Marc Benioff, CEO of Salesforce.com, said there were some “incredible technology breakthroughs with Chatterbox”.

Rival reaction

Rivals have already responded to Chatterbox. Aaron Levie, CEO and co-founder of Box, told TechWeekEurope he was not surprised Salesforce was planning to augment Chatter with additional file sharing capabilities, but was certain the company’s close collaboration with Salesforce.com would continue and Box would still be sold on the AppExchange.

“We still have a very strong relationshoip with salesforce. We will be keeping the partnership and relationship there,” he said.

Nevertheless, Levie said he didn’t see Chatterbox as “a whole separate product”. “What we think is customers need is a full platform.

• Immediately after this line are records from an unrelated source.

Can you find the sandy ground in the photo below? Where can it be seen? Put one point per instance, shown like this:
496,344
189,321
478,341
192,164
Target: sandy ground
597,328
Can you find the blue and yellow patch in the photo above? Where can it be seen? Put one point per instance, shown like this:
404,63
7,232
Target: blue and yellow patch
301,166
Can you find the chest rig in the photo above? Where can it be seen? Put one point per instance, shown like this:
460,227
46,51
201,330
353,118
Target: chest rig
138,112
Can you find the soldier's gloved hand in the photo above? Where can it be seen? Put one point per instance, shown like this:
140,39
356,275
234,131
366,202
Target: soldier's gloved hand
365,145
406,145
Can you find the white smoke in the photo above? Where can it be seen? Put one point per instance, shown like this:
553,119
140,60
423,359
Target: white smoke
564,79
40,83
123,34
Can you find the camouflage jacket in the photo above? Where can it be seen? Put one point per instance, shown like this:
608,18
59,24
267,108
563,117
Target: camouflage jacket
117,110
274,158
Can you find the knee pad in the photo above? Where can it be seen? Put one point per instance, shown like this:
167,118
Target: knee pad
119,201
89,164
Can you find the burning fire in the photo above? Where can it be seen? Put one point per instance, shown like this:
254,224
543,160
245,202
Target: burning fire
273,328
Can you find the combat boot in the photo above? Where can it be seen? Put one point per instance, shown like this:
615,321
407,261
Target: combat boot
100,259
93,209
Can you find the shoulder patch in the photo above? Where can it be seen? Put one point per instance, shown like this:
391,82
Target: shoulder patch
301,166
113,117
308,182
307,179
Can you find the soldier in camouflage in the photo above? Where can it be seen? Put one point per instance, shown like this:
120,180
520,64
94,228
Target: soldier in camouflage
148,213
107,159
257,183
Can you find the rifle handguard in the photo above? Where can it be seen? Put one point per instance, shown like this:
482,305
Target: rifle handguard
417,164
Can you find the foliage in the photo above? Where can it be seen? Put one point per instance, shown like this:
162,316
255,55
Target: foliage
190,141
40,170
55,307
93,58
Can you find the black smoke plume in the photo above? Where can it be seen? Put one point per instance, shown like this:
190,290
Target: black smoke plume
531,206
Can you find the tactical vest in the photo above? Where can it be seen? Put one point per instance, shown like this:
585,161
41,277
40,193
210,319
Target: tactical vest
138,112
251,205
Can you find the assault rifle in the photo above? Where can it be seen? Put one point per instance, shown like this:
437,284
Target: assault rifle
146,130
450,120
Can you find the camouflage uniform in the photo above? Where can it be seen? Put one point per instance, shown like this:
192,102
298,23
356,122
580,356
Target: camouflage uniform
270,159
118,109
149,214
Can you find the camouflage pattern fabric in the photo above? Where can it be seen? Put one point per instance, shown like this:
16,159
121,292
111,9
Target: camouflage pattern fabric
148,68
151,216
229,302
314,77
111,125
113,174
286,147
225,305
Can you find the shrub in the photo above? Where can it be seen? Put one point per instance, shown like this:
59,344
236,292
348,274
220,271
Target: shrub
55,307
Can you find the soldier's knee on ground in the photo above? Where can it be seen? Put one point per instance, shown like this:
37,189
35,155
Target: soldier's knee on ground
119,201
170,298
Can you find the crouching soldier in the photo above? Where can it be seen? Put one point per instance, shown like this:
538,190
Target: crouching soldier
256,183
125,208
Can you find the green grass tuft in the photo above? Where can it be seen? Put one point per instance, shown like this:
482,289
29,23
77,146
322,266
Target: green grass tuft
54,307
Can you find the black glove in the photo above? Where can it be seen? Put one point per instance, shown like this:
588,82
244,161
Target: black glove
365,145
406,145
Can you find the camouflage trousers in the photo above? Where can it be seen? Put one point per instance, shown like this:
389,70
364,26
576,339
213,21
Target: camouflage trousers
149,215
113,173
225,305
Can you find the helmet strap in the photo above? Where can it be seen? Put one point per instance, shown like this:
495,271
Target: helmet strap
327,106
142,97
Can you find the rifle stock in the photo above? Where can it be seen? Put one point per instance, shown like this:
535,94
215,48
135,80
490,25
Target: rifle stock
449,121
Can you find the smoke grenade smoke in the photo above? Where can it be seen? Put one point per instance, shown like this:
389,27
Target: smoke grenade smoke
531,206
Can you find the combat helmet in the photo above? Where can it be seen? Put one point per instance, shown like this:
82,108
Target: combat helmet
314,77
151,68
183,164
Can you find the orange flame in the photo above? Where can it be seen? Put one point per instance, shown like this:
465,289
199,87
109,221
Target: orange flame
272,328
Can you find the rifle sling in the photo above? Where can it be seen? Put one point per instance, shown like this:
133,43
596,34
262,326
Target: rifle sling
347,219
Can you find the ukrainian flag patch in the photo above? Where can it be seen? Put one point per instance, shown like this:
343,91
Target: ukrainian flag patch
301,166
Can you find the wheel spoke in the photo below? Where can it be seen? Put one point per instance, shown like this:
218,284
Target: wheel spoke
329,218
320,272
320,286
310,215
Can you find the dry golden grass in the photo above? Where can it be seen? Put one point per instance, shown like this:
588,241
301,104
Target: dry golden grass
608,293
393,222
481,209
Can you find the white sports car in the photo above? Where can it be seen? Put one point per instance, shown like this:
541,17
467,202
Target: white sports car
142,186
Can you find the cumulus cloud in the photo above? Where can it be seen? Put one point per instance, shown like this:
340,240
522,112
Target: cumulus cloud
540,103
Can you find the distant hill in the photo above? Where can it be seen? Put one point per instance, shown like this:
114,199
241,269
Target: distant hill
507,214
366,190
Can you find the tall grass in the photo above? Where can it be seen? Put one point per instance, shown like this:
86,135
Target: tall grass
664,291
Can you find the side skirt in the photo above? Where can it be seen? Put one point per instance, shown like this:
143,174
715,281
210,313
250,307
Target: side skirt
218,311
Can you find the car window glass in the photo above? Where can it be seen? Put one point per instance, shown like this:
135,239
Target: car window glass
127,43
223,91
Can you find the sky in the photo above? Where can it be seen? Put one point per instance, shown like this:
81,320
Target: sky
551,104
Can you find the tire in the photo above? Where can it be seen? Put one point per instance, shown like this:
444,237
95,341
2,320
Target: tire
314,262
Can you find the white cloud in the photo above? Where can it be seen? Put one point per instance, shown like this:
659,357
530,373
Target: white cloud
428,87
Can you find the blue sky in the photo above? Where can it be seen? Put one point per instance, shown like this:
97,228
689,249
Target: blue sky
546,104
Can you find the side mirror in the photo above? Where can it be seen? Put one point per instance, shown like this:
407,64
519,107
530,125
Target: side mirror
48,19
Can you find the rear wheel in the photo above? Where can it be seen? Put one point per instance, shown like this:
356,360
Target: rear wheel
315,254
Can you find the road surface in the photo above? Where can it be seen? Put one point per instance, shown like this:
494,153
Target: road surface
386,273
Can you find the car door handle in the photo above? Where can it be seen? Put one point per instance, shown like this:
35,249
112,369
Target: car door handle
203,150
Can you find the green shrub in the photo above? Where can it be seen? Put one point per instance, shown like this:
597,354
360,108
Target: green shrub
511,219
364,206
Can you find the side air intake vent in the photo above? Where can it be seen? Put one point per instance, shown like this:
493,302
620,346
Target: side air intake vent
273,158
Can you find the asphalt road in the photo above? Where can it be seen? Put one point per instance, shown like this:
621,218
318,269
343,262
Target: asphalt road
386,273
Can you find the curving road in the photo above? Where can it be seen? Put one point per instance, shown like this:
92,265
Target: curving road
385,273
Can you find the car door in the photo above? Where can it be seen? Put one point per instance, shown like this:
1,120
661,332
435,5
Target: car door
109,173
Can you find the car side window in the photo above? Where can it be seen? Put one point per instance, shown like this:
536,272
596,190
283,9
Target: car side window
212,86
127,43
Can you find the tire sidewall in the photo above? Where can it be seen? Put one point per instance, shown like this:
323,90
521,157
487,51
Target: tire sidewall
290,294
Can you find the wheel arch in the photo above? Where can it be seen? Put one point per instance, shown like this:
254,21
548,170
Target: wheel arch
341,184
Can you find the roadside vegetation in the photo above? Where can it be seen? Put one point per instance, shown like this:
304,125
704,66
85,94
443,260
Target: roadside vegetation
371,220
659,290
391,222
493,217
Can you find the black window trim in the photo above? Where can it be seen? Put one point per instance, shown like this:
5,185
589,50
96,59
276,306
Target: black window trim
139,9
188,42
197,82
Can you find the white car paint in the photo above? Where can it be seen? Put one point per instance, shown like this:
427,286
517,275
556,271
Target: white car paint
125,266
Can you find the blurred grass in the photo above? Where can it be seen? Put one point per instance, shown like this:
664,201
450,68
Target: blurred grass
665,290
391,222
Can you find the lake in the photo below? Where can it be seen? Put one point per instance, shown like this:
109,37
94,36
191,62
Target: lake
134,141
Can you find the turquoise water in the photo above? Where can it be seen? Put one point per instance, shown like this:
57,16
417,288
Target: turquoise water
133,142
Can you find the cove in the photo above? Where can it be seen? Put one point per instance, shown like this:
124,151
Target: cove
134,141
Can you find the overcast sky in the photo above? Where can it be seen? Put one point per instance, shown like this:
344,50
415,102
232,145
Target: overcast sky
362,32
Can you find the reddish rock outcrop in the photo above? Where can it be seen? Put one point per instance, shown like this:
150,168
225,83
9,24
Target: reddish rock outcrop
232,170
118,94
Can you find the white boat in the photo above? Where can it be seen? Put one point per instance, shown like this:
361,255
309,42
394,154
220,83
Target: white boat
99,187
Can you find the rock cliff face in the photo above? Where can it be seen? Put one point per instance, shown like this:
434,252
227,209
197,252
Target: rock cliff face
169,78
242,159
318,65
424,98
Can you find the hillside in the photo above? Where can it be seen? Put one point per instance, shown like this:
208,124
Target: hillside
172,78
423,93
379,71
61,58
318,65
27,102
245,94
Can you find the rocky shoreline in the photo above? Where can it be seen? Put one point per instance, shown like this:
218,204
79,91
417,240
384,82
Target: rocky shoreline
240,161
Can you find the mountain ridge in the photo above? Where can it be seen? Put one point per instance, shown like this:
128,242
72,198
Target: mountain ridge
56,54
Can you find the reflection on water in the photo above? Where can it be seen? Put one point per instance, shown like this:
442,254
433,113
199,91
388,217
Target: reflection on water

“We believe that content management is more than just a feature,” Levie said. “We’ll continue to integrate Box with all the apps businesses run on, including Salesforce and Chatter, while staying singularly focused on our mission: pushing the edge of what’s possible in the content and collaboration space for our growing user base of 125,000 businesses and 12 million individuals.”

Over Twitter, he was less diplomatic. “Salesforce announces Chatterbox. I can’t tell if it took them 7 seconds or 9 seconds to think of that name,” read one tweet. “When a big company follows your footsteps, they might know the path you’ve been down, but not the one you’re taking next,” read another.

Alastair Mitchell, CEO of Huddle, the UK-based collaboration vendor which recently set up shop in the US, told TechWeekEurope Salesforce.com would have to prove it was offering more than just secure file-sharing if  it wanted to dethrone current market leaders, such as Dropbox and Google.

“While I’m sure Salesforce will do a pretty good job with Chatterbox, we’ll need to wait until next year to actually see the outcome. It’s becoming increasingly evident that today’s enterprises need much more than just secure file sharing,” Mitchell said.

“We’re continuing to see huge demand for content collaboration tools across the enterprise that replace SharePoint and include important sync and file sharing features, but go beyond these to provide a single secure platform for everyone in the enterprise to share knowledge – not just files. True collaboration needs to happen across the firewall, with the entire enterprise ecosystem of customers, suppliers, partners and stakeholders, and this is a million miles away from just sharing files within an organisation.”